The distribution and role of tumor‐infiltrating leucocytes in glioblastoma (GBM) remain largely unknown. Here, we investigated the cellular composition of 55 primary (adult) GBM samples by flow cytometry and correlated the tumor immune profile with patient features at diagnosis and outcome. GBM single‐cell suspensions were stained at diagnosis (n = 44) and recurrence following radiotherapy and chemotherapy (n = 11) with a panel of 8‐color monoclonal antibody combinations for the identification and enumeration of (GFAP(+)CD45(−)) tumor and normal astrocytic cells, infiltrating myeloid cells —i.e. microglial and blood‐derived tumor‐associated macrophages (TAM), M1‐like, and M2‐like TAM, neutrophils. and myeloid‐derived suppressor cells (MDSC)— and tumor‐infiltrating lymphocytes (TIL) —i.e. CD3(+)T‐cells and their TCD4(+), TCD8(+), TCD4(−)CD8(−), and (CD25(+)CD127(lo)) regulatory (T‐regs) subsets, (CD19(+)CD20(+)) B‐cells, and (CD16(+)) NK‐cells—. Overall, GBM samples consisted of a major population (mean ± 1SD) of tumor and normal astrocytic cells (73% ± 16%) together with a significant but variable fraction of immune cells (24% ± 18%). Within myeloid cells, TAM predominated (13% ± 12%) including both microglial cells (10% ± 11%) and blood‐derived macrophages (3% ± 5%), in addition to a smaller proportion of neutrophils (5% ± 9%) and MDSC (4% ± 8%).
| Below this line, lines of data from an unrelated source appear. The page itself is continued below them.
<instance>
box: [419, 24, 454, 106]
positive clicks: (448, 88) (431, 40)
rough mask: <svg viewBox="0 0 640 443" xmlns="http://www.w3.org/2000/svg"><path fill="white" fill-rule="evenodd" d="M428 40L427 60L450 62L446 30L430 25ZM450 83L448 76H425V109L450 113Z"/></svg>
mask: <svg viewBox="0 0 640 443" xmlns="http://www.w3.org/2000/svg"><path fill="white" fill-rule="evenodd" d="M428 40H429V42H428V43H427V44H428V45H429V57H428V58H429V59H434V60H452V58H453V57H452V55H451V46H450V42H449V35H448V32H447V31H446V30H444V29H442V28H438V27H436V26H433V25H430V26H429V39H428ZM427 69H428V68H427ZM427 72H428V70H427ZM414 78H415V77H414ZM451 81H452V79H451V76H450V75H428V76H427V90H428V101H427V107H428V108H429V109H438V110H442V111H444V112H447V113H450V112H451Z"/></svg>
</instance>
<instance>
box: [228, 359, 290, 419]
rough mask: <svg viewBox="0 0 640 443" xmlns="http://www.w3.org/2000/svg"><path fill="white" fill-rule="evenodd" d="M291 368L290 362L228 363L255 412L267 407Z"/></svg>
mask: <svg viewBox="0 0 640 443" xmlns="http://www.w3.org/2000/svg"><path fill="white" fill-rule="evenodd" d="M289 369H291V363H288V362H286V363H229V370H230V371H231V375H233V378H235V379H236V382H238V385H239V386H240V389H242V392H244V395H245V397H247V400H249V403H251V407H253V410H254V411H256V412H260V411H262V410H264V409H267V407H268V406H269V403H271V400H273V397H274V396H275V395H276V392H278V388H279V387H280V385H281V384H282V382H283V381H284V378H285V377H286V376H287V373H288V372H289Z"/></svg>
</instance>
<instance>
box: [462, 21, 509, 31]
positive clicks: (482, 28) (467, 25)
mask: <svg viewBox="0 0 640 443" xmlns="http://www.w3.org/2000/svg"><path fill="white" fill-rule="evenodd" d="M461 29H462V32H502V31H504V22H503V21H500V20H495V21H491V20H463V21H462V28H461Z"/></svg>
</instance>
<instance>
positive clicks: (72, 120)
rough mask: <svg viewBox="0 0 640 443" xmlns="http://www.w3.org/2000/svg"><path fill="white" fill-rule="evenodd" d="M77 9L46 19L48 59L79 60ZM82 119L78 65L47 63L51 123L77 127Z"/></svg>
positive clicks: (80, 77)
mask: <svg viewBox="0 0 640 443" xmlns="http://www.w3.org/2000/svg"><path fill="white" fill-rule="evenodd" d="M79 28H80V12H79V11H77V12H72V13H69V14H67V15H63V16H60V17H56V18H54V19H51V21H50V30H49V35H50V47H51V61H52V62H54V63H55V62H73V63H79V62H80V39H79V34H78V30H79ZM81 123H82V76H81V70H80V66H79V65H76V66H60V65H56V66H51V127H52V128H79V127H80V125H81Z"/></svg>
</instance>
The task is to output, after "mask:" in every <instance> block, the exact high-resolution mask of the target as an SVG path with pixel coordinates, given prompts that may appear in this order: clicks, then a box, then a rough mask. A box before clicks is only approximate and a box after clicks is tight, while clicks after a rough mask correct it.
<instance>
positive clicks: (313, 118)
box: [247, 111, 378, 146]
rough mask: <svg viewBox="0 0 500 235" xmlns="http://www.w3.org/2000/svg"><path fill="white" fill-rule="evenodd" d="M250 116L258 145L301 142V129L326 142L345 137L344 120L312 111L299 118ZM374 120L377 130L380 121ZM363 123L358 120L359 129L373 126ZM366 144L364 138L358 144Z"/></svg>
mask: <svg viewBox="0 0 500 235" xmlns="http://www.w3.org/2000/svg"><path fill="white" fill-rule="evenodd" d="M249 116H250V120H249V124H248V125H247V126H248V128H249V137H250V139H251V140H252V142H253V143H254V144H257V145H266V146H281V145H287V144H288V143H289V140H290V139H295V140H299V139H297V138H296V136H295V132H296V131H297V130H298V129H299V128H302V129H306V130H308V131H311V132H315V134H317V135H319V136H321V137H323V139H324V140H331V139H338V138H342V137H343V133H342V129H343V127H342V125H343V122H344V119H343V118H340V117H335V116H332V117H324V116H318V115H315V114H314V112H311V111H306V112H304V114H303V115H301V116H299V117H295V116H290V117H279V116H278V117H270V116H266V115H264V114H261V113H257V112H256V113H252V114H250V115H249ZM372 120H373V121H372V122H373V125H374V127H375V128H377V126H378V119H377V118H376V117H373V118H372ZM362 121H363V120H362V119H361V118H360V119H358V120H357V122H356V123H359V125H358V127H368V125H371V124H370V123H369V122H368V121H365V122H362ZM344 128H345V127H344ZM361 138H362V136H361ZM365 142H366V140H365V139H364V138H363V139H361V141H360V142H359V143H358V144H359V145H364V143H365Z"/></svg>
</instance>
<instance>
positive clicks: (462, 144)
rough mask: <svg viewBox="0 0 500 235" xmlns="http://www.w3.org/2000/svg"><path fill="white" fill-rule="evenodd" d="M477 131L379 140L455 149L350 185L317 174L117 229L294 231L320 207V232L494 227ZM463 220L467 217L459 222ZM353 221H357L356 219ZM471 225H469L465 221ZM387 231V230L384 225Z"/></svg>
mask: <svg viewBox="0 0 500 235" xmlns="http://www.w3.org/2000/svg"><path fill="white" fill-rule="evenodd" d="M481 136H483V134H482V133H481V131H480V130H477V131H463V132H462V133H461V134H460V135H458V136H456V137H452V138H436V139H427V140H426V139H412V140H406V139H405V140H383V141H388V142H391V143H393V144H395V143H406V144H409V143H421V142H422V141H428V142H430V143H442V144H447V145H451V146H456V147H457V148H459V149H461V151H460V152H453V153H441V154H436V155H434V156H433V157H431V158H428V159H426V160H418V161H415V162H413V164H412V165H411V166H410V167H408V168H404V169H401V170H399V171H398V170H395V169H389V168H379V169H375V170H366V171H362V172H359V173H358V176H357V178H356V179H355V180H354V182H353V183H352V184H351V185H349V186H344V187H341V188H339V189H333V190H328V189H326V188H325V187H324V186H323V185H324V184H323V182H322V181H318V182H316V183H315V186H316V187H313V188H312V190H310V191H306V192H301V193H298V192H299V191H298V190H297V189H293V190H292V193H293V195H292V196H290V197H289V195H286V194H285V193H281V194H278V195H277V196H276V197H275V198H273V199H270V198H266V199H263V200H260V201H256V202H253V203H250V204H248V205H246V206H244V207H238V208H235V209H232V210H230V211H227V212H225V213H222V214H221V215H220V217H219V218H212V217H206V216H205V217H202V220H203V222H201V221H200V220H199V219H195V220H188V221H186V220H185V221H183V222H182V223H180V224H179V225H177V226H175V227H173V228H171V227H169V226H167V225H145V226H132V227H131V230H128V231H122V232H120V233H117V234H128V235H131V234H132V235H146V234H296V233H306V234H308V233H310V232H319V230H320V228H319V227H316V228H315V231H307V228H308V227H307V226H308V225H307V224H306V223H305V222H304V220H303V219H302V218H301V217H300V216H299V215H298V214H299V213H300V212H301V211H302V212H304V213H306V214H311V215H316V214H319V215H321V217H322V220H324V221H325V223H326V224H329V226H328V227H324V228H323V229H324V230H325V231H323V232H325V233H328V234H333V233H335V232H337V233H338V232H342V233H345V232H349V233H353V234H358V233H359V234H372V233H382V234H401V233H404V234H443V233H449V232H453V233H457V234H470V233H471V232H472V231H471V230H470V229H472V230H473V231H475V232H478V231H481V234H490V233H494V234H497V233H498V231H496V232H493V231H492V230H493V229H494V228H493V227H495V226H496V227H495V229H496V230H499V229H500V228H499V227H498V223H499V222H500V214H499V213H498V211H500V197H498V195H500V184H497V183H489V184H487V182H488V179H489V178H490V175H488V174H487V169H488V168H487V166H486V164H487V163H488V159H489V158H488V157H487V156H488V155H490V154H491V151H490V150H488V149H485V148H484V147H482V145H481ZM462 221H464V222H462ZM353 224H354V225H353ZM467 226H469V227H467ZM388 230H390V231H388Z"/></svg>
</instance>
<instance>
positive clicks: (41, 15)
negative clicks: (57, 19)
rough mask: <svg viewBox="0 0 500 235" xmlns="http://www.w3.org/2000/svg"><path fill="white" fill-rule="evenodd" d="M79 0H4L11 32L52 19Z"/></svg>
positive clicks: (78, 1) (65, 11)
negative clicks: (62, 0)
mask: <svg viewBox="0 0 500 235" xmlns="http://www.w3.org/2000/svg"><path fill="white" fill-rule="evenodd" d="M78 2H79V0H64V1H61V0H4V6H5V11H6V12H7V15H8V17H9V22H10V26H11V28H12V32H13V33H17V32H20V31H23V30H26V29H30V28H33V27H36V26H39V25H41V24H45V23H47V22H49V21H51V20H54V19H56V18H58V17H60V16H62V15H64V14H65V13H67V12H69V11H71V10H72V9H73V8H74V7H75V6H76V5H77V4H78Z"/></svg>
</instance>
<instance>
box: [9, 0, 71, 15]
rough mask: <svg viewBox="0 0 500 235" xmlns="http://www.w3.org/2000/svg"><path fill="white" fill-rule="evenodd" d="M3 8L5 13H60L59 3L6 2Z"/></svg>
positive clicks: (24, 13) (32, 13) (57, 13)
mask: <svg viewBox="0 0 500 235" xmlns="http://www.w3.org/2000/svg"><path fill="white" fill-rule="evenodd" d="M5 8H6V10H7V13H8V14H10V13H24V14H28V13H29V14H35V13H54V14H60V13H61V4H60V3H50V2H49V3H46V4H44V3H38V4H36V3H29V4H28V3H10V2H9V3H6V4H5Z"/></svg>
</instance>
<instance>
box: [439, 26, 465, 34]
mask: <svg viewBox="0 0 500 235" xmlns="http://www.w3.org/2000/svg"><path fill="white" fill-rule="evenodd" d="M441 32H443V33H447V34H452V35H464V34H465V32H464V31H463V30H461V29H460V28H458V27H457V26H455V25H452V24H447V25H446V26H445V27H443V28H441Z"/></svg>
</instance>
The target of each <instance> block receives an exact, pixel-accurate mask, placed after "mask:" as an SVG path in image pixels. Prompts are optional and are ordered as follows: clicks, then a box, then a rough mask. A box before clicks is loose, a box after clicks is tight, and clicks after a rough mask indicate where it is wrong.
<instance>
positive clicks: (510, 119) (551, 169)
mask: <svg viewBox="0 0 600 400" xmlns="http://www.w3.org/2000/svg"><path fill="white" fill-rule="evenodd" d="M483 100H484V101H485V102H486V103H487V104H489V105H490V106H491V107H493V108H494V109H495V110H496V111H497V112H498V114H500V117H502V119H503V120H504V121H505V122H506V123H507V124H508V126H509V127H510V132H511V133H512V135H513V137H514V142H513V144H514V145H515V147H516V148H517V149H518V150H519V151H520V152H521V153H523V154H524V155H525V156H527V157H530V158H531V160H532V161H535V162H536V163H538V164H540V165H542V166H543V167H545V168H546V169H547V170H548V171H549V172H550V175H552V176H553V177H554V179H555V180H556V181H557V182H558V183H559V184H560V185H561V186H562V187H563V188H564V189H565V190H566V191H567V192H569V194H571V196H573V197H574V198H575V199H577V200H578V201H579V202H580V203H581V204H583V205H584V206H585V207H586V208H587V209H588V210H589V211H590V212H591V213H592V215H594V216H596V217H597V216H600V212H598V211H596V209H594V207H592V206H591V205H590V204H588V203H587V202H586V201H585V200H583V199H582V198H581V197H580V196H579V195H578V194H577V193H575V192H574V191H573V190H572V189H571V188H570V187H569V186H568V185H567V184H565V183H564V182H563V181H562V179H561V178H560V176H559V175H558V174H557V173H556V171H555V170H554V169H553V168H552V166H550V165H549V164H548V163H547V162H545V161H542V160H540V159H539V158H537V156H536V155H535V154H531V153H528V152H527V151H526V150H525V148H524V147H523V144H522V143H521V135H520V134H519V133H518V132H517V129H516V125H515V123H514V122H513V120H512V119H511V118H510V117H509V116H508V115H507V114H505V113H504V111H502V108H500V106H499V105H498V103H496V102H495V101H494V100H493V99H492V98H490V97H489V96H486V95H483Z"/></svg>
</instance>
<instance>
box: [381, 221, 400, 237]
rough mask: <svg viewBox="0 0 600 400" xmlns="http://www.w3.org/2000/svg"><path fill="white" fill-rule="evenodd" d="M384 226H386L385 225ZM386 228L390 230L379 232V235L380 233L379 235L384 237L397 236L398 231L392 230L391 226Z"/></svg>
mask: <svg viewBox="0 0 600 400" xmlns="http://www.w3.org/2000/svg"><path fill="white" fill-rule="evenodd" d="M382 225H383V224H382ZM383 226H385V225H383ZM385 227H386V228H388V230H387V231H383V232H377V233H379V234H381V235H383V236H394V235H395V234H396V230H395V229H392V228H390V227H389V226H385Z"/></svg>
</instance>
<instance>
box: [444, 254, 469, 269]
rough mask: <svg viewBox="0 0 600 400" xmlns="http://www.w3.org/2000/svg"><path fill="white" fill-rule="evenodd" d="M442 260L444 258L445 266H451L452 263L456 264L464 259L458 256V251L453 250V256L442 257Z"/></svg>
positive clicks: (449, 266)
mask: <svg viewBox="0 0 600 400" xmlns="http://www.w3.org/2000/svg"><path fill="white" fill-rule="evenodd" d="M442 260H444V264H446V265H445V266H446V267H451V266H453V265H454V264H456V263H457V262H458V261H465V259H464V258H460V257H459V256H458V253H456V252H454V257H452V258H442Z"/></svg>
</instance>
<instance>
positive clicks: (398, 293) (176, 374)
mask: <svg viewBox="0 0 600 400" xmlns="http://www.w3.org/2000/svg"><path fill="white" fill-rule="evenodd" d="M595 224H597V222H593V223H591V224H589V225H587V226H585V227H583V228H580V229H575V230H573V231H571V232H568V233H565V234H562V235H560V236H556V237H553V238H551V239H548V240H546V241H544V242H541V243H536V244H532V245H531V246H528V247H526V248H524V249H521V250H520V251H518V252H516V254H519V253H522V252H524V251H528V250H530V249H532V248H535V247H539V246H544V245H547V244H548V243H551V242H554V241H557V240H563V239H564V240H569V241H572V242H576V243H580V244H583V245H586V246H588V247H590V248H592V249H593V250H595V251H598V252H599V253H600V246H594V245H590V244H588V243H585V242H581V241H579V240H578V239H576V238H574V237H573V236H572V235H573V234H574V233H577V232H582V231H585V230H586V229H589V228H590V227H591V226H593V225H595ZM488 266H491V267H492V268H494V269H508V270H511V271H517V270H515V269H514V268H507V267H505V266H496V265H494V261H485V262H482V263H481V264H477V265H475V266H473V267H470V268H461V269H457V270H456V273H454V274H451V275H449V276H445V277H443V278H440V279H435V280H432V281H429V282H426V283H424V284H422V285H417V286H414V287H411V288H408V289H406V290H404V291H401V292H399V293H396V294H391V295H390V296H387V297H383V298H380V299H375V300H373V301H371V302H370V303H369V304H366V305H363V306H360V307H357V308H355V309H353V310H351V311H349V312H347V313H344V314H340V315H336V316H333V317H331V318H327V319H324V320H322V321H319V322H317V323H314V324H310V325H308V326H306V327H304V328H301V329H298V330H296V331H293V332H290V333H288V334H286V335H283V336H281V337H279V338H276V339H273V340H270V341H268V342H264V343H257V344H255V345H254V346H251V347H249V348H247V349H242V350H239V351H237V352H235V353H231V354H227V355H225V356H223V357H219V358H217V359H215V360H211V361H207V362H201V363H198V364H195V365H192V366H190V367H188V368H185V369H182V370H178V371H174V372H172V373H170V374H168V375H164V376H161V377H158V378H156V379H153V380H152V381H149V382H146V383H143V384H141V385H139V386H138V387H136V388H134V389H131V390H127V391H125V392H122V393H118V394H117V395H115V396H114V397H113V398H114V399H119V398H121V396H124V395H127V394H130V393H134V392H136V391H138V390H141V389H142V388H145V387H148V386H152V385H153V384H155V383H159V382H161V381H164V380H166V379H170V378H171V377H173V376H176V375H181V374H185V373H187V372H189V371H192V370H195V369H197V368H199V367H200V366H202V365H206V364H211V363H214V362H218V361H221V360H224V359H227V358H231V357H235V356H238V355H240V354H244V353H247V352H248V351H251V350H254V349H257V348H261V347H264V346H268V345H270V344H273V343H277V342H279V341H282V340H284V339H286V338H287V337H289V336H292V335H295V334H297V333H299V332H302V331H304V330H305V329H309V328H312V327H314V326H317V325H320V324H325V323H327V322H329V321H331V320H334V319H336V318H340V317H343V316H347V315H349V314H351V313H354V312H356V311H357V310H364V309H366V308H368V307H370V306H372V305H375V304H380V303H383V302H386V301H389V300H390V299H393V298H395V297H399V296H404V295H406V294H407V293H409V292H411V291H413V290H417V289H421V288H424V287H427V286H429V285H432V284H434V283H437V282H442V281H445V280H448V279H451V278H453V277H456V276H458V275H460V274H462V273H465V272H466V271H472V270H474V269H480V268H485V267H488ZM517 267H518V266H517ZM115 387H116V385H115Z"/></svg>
Lymphocytes were less represented and mostly included TCD4(+) (0.5% ± 0.7%) and TCD8(+) cells (0.6% ± 0.7%), together with lower numbers of TCD4(−)CD8(−) T‐cells (0.2% ± 0.4%), T‐regs (0.1% ± 0.2%), B‐lymphocytes (0.1% ± 0.2%) and NK‐cells (0.05% ± 0.05%). Overall, three distinct immune profiles were identified: cases with a minor fraction of leucocytes, tumors with a predominance of TAM and neutrophils, and cases with mixed infiltration by TAM, neutrophils, and T‐lymphocytes. Untreated GBM patients with mixed myeloid and lymphoid immune infiltrates showed a significantly shorter patient overall survival versus the other two groups, in the absence of gains of the EGFR gene (p = 0.02). Here we show that immune cell infiltrates are systematically present in GBM, with highly variable levels and immune profiles. Patients with mixed myeloid and T‐lymphoid infiltrates showed a worse outcome.